Even basic materials such as copper — a key ingredient of transmission lines, cables, transformers, circuit breakers, switches and substations — factor in. Global demand is high, thanks in large part to China’s substantial appetite for the metal. Long-running underinvestment in mining and industrial production have exacerbated the situation, according to Goldman Sachs, which predicts nearly 5 million tons of additional demand in the second half of this decade due to the demands of decarbonization.
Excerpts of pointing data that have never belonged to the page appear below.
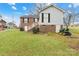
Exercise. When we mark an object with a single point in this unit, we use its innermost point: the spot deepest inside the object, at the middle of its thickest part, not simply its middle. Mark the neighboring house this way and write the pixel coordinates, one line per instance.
(50, 19)
(2, 24)
(11, 25)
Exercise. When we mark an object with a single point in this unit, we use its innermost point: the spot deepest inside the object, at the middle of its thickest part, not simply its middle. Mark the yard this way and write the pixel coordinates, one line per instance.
(13, 43)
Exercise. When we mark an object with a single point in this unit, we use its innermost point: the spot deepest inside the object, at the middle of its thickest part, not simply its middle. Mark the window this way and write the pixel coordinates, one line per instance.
(48, 17)
(42, 17)
(33, 19)
(28, 20)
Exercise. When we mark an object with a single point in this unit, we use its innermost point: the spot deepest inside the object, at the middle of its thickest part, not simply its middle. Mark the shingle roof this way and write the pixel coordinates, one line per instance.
(53, 6)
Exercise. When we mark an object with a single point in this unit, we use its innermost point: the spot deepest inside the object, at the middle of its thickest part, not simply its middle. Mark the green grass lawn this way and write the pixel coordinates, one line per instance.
(13, 42)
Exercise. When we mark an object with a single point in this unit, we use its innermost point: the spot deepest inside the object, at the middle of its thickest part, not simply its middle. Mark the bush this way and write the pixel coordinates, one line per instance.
(21, 29)
(35, 30)
(62, 30)
(65, 32)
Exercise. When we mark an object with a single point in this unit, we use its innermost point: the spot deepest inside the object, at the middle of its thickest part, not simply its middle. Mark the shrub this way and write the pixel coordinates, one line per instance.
(35, 30)
(21, 29)
(62, 30)
(65, 32)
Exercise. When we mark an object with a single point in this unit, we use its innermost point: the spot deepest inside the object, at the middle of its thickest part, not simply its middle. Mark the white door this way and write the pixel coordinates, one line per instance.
(25, 28)
(58, 27)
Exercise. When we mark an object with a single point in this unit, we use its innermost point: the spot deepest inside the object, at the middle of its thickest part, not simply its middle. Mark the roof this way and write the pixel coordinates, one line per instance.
(53, 6)
(2, 21)
(28, 16)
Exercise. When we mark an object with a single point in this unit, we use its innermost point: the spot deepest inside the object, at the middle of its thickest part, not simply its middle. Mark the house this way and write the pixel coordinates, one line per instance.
(11, 25)
(28, 22)
(2, 24)
(50, 20)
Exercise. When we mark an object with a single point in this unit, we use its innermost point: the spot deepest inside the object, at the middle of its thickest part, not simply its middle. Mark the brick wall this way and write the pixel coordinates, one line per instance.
(47, 28)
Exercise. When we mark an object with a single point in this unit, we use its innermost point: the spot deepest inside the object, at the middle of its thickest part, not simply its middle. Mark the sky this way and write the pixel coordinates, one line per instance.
(12, 11)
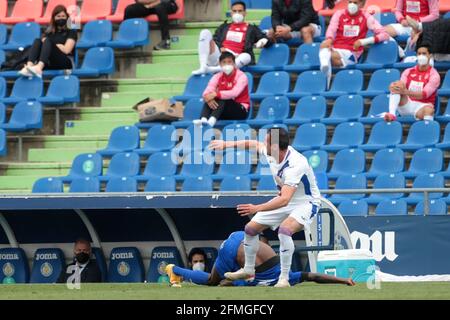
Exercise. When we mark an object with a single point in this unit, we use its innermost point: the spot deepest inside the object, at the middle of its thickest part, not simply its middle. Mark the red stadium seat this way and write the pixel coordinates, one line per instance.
(51, 4)
(24, 11)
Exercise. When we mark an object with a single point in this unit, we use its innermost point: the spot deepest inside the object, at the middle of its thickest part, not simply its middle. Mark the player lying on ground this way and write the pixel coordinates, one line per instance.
(231, 258)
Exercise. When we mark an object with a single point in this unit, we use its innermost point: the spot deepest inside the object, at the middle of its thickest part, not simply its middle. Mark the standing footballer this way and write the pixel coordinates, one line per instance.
(292, 210)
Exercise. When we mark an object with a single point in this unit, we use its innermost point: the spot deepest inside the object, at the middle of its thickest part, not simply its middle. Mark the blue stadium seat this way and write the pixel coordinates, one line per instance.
(48, 185)
(95, 33)
(347, 162)
(346, 108)
(132, 33)
(62, 89)
(308, 109)
(273, 58)
(25, 89)
(85, 185)
(160, 184)
(97, 61)
(383, 135)
(349, 208)
(392, 208)
(380, 81)
(275, 83)
(422, 134)
(426, 160)
(122, 139)
(310, 136)
(159, 259)
(14, 264)
(387, 181)
(160, 137)
(436, 207)
(47, 265)
(386, 161)
(236, 183)
(271, 110)
(346, 82)
(380, 55)
(125, 265)
(306, 58)
(308, 83)
(22, 35)
(194, 87)
(346, 135)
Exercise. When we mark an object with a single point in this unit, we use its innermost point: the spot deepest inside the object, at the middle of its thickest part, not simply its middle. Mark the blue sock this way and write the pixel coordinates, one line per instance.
(197, 277)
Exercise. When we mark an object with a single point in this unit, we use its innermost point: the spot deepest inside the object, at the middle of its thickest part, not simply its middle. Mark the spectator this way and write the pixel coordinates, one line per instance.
(346, 37)
(294, 19)
(226, 96)
(237, 37)
(415, 93)
(55, 50)
(162, 8)
(89, 271)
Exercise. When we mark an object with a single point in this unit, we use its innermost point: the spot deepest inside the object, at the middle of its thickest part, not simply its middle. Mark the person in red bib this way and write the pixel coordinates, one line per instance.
(227, 96)
(237, 38)
(415, 93)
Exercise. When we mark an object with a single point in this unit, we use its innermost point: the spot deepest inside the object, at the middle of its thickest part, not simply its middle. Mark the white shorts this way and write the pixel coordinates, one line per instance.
(302, 212)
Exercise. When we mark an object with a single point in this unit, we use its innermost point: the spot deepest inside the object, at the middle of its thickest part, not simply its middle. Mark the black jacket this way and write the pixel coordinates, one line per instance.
(298, 15)
(91, 273)
(254, 34)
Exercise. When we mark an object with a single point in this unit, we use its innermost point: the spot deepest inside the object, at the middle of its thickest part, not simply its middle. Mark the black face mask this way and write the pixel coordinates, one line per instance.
(82, 257)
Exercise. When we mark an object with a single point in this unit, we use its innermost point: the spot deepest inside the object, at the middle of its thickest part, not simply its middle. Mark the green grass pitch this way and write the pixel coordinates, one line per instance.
(429, 290)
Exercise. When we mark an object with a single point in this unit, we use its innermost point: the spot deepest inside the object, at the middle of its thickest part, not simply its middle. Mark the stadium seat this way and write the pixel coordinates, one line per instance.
(306, 58)
(345, 82)
(132, 33)
(85, 185)
(384, 135)
(347, 162)
(47, 265)
(353, 208)
(426, 160)
(436, 207)
(22, 36)
(346, 108)
(125, 265)
(25, 116)
(14, 264)
(386, 161)
(159, 259)
(308, 109)
(159, 164)
(346, 135)
(62, 89)
(122, 139)
(392, 208)
(95, 33)
(273, 58)
(310, 136)
(422, 134)
(380, 81)
(271, 110)
(194, 87)
(308, 83)
(275, 83)
(97, 61)
(23, 11)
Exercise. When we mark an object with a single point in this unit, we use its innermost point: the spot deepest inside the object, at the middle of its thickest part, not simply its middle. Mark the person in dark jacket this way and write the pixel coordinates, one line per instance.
(87, 268)
(294, 19)
(237, 38)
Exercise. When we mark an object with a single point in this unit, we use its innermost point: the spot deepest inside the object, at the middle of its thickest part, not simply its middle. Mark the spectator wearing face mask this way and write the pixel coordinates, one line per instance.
(226, 96)
(237, 38)
(82, 263)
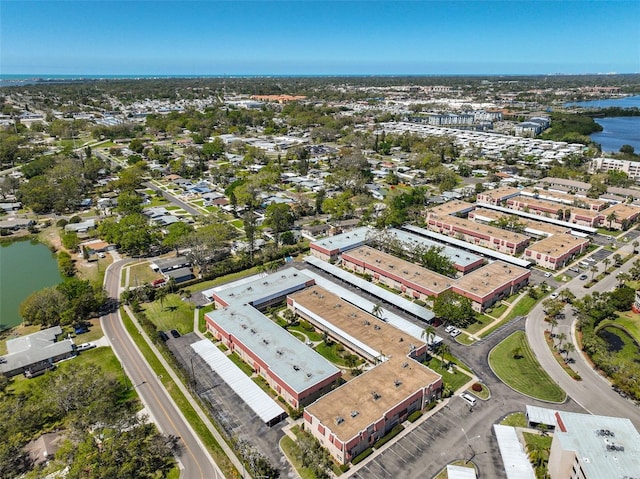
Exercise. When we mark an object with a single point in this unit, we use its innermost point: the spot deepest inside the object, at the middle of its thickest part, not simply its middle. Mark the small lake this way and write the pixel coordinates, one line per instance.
(617, 131)
(25, 267)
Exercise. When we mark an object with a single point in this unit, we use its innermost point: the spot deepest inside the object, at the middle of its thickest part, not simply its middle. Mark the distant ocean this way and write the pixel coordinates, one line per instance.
(617, 131)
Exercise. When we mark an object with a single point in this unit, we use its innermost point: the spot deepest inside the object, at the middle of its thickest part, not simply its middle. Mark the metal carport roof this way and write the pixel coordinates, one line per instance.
(266, 408)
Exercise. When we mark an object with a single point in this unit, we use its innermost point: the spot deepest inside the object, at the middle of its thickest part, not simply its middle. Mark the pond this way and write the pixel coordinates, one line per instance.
(25, 267)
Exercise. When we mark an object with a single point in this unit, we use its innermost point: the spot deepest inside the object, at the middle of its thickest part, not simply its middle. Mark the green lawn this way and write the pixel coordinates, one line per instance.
(305, 328)
(525, 374)
(517, 419)
(622, 345)
(102, 357)
(172, 314)
(522, 307)
(481, 321)
(333, 353)
(218, 454)
(497, 311)
(629, 321)
(142, 273)
(224, 279)
(455, 380)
That’s a lot of mining, with all of its environmental impacts.
The paths from here to electrification and decarbonization are costly and complex.
All of which is to say that while "electrify everything" has become the mantra of advocates of climate and energy policy, the paths from here to electrification and decarbonization are costly and complex. Even if every company’s facilities and fleets were to make a sharp turn away from fossil fuels and toward an all-electric future, there are massive structural, political and economic hurdles to overcome.
None of which need be a show-stopper. We'll need, all of us collectively, to power through these challenges. This is arguably the most significant move needed by the global economic order in the face of growing climate disruption.
But success will require reforming and optimizing the entire system, not just its component parts. It will require new ways of deploying public and private funds, and unprecedented collaboration among energy producers, grid operators, policy makers and energy consumers, among other players.
There’s little doubt that electrification will be our future. The only questions are how quickly the transition will take place, at what cost, and how long the incumbents will be able to cling to their profitable (for now) but polluting ways.
It will fall to the private sector as much as the public sector to drive these changes, both politically and economically. Are we up to the challenge?